Validación de la reacción en cadena de la polimerasa en tiempo real (qpcr) acoplada a curvas melting como herramienta alternativa para el diagnóstico de tuberculosis multidrogorresistente
(Facultad de Ciencias Farmacéuticas y Bioquímicas, 2019) Mercado Michel, Brayan Gabriel; Vasquez Michel, Aneth, asesora
La tuberculosis es una enfermedad infecto-contagiosa, causada por diversas especies del Complejo Mycobacterium tuberculosis, actualmente se estima que un tercio de la población mundial se encuentra afectada por lo que representa una amenaza para la salud pública, principalmente por el surgimiento de cepas Multidrogorresistentes (TB-MDR). En Bolivia en la gestión 2017, en Bolivia se reportaron 7.538 personas enfermas con Tuberculosis, y los últimos datos sobre TB-MDR indican un aumento de 0,2% por año, el año 2012 se registró un 3,1% de TB-MDR. Actualidad en nuestro país se emplean métodos moleculares para la identificación de este agente infeccioso; no obstante, existen muy pocos o ningún trabajo acerca de la aplicación de métodos moleculares para la detección precisa y efectiva de cepas TB-MDR que otorguen validez a los resultados emitidos. Este trabajo resuelve el cuestionamiento de si la PCR en tiempo real (RT-qPCR) acoplada a curvas melting es una herramienta de diagnóstico alternativo aplicable y confiable, para la identificación de tuberculosis multidrogorresistente. Se trabajó con 74 cepas de Mycobaterium tuberculosis fenotípicamente identificadas por cultivo (método de las proporciones, Canetti Rist). El material genético se obtuvo por columnas, por ser el que mejores resultados presentó en el desarrollo de la PCR. Se utilizaron dos controles primarios del método para la determinación de resistencia a Isoniacida y Rifampicina, tanto los controles como las muestras se procesaron por RT-qPCR acoplada a curvas melting, mediante cambios de temperatura de disociación.
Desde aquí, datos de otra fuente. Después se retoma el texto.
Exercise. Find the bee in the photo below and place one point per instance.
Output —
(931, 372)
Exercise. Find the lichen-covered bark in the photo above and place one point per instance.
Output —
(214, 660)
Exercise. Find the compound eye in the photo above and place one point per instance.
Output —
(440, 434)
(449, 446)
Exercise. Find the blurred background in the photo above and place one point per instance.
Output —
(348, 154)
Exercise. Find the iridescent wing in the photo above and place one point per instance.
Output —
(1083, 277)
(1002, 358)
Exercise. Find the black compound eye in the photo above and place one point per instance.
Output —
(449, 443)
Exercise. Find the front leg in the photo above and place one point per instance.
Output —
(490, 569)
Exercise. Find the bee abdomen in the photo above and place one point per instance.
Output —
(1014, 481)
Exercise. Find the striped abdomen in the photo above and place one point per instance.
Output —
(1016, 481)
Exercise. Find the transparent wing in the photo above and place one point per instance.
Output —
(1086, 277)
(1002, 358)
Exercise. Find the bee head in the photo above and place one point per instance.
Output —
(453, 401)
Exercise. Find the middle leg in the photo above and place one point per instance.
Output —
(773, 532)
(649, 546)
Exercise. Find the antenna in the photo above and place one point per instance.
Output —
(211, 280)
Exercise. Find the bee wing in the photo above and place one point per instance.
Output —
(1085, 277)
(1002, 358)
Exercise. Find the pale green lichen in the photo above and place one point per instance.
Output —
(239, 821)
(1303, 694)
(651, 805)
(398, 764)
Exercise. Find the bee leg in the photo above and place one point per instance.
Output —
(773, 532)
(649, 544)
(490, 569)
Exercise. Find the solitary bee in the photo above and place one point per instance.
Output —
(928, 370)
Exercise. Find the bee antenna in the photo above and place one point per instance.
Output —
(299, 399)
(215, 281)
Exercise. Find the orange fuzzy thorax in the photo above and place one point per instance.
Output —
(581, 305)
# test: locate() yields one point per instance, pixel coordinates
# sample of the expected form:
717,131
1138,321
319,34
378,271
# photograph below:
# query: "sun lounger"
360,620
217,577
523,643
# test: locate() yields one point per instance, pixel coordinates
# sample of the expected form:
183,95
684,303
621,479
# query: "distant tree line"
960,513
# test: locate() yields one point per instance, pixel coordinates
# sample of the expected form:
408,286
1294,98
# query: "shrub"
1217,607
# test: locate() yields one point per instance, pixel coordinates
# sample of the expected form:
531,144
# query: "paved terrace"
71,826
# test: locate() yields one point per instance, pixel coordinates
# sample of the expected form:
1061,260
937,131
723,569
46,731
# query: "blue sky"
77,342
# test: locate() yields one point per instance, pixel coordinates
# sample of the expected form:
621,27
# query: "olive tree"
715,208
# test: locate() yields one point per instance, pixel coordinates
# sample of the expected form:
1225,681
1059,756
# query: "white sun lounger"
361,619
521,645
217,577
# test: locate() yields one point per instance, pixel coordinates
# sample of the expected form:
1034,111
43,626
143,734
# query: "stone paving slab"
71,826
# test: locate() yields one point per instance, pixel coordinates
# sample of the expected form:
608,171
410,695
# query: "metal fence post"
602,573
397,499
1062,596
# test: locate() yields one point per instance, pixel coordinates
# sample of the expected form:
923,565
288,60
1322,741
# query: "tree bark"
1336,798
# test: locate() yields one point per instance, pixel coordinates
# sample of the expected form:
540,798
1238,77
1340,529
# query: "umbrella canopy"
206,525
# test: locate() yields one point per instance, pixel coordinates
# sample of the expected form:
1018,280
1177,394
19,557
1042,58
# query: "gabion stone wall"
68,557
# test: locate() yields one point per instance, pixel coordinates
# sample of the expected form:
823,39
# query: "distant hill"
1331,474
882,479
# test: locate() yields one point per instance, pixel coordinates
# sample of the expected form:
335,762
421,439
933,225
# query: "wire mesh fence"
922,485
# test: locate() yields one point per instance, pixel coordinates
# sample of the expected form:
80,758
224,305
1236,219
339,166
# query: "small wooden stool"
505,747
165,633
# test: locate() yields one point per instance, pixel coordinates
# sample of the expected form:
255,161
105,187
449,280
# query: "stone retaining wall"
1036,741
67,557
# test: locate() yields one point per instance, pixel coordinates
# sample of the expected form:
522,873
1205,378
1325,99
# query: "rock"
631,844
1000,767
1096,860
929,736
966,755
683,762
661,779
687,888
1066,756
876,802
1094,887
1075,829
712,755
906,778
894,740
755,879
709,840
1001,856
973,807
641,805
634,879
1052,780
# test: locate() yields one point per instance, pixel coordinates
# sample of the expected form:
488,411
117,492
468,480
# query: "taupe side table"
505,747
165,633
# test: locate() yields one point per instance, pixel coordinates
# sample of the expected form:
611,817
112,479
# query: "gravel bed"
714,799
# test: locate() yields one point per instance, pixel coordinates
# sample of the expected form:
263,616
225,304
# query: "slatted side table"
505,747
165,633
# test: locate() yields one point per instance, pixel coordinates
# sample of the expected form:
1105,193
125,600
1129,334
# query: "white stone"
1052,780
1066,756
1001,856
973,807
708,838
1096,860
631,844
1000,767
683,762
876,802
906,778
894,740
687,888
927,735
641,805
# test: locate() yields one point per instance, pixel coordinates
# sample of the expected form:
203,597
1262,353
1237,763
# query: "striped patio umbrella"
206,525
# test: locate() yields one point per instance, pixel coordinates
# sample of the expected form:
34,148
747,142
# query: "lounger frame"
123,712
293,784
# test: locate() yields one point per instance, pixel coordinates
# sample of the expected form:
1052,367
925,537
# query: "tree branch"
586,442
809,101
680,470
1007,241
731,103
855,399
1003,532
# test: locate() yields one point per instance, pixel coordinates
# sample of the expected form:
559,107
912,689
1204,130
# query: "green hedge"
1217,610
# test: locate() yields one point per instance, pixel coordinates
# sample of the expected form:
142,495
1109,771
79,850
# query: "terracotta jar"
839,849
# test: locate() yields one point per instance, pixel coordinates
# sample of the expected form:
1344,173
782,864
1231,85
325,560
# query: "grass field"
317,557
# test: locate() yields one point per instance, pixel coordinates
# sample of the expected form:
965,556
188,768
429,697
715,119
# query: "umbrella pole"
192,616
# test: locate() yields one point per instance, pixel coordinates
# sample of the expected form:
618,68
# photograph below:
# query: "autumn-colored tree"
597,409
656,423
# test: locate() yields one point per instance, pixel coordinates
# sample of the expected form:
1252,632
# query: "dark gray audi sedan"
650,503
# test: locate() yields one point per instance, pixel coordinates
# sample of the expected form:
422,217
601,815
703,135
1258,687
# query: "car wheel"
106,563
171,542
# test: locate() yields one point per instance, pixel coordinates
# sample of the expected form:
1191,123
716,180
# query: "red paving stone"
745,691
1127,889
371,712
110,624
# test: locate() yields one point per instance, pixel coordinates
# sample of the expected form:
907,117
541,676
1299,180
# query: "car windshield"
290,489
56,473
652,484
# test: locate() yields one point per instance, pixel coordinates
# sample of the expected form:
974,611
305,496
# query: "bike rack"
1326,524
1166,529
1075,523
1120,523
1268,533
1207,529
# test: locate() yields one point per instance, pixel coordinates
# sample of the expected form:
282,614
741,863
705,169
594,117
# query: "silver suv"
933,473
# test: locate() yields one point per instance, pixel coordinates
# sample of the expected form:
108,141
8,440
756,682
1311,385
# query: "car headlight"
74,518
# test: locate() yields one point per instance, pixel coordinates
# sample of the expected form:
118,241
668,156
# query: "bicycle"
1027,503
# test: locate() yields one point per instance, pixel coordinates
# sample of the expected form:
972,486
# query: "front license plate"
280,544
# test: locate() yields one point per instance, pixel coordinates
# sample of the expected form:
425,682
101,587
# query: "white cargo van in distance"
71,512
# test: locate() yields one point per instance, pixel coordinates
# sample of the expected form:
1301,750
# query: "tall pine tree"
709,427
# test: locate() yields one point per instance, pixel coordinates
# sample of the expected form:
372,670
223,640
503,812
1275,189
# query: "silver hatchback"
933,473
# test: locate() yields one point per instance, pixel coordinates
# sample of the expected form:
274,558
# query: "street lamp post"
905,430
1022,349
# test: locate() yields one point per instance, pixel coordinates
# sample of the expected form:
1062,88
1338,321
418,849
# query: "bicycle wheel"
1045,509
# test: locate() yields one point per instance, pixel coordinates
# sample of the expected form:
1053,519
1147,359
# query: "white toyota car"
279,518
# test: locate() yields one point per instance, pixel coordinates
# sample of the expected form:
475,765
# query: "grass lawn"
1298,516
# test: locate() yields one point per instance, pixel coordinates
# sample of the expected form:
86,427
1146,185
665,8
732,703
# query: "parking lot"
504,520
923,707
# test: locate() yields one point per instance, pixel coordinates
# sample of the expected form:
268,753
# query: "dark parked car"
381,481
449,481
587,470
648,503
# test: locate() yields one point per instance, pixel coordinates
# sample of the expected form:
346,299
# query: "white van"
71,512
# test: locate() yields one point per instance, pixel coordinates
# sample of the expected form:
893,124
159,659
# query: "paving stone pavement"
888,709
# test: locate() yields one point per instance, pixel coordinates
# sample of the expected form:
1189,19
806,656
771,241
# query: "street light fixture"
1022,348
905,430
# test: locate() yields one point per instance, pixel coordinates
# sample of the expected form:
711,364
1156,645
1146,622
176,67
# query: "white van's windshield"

Los resultados de la validación reflejaron: sensibilidad: 67.4%, especificidad: 83.3%, exactitud: 73.97%, VPP: 85.3%, VPN: 64.1%, LR(+): 4.18 y LR(-): 0.38 para Isoniacida, mientras que para Rifampicina: Sensibilidad: 97%, especificidad: 20%, exactitud: 58.9%, VPP: 55.4%, VPN: 87.5%, LR(+): 1,21 y LR(-): 0.10. El método evaluado para la determinación de resistencia a Isoniacida presenta un equilibrio bueno entre sensibilidad y especificidad, por lo que representa una alternativa diagnóstica confiable, mientras que el método evaluado para resistencia a Rifampicina presenta una alta sensibilidad que es muy útil para países endémicos como es Bolivia.